‘He wanted to report the games and the people involved’

By Tom Mattingly

During Ben Byrd’s career at the Knoxville Journal and in his other published works, there were precious few wasted words. He made his point clearly and moved on. He was a tenacious defender of the King’s English.

When Ben was the recipient of the 2016 “Thanks for the Memories” award from the Greater Knoxville Sports Hall of Fame, these were the 14 carefully chosen words submitted by his family that established the storyline for his life and career.

 

Loving Son.

Devoted Brother.

Patriotic Sailor.

Dedicated Husband.

Nurturing Father and Grandfather.

True Friend.

 

Ben now belongs to the ages, having died Sept. 12, 2016, but those words defined his life.

In March 1942, at age 17, he joined the U.S. Navy following Pearl Harbor and spent most of World War II aboard the USS Borum (DE-790), a Buckley-class destroyer escort. The Borum helped protect convoys carrying troops and supplies from Britain to the Normandy beachhead during the D-Day Invasion in June 1944.

“There was no place on earth I would rather have been on that day,” he said.

He piloted the USS Borum as it blockaded the Channel Islands and assisted British forces in their occupation of the Islands.

“The Borum had the distinction of being among the first ships in the invasion area and the last to leave,” he wrote in a June 5, 1984, column. “One by one the others departed, but our ship and our sister ship, the USS Maloy, stayed.

“During the fall and winter of 1944-45, we moved around the Cherbourg peninsula to patrol the Channel Islands of Alderney, Guerney, and Jersey, British territory which remained in German hands until the end of the war. Peace came to Europe May 8, 1945. On June 6, exactly a year after D-Day, we pulled up one last time off the coast of Omaha Beach. With our little three-inch guns, we fired a salute to the men who had gone there with us and had stayed forever.

“And then we turned toward the west, and home.”

He signed on with the Journal in 1947, staying until the paper’s last issue, Dec. 31, 1991. Many Knoxvillians didn’t have their early morning coffee until the Journal arrived, and they found Ben’s daily column, Byrd’s Eye View, or searched for his coverage of a Vol sporting event.

When the Journal became Knoxville’s afternoon paper in 1986, his writings were still anxiously awaited, especially his “Free Thought Association” feature that purported to predict the winners of college football games each Saturday.

He found time to author three books, biographies of Archie Campbell and John Majors, and a history of the University of Tennessee basketball program. He also shared billing with cartoonist Charlie Daniel on a book of Daniel cartoons titled, “UT Football Cartoons by Daniel, with some free thoughts by Ben Byrd.” He won national awards for his writings and was honored by Congressman Jimmy Duncan in the April 15, 2010, Congressional Record.
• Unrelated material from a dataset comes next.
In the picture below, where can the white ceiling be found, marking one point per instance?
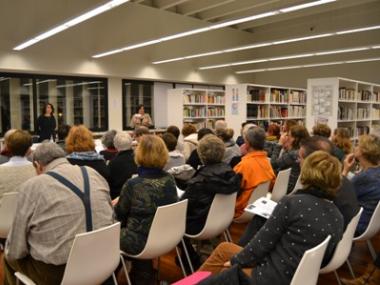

When Belmont College, coached by Ben’s son, Rick, came to Thompson-Boling Arena for a game against Tennessee, Ben sat on press row, watching intently. The game was still in question down the stretch, and the television people had a camera on Ben as play progressed.

Sitting there with the media, Ben couldn’t cheer or show outward emotion, but the cameras occasionally showed a grimace when things weren’t going so well or a quick smile when things were. Ben had covered a number of exciting finishes, but watching his son coach in a tight game, against Tennessee or anybody else, had to have been something special.

“There were the personal attributes, fairness, decency, humility, more than anything, that I remember,” said Rick. “He never cared about credit or recognition. He wasn’t interested in being a rabble-rouser or stirring things up. He wanted to report the games and the people involved. It was a different world back then.”

He also found time to support events in the community, particularly the Boys and Girls Clubs of the Tennessee Valley and its major yearly fundraiser, the Greater Knoxville Sports Hall of Fame.

“My work has also brought me into close contact with coaches, players, officials and other citizens of the world of sports,” he wrote in the Journal’s final edition. “Again, they are too numerous to name, but to say that they have enriched my life is an understatement.

“Sports is an enchanted land through which the little boy or girl who lives inside all of us loves to wander, but too many of us too often forget that winning and losing are not life or death.

“Rudyard Kipling told us to meet with triumph and disaster and treat those two imposters just the same, but then old Rudyard never attended a football game at Neyland Stadium.”

“Perhaps the most important lesson he taught was the value of loving other people,” said daughter Kathy Byrd. “He once told his granddaughter that she will learn that the more people who love you and the more people who you love, the better off you are. He taught that in the way he lived and interacted with his family, friends, and even strangers.”

No one knows exactly how many University of Tennessee games Ben Byrd covered at Shields-Watkins Field/Neyland Stadium, Thompson-Boling Arena, and elsewhere, but he told each story as few others could. When the next history of Tennessee athletics is written, his name belongs on page 1 and throughout the narrative.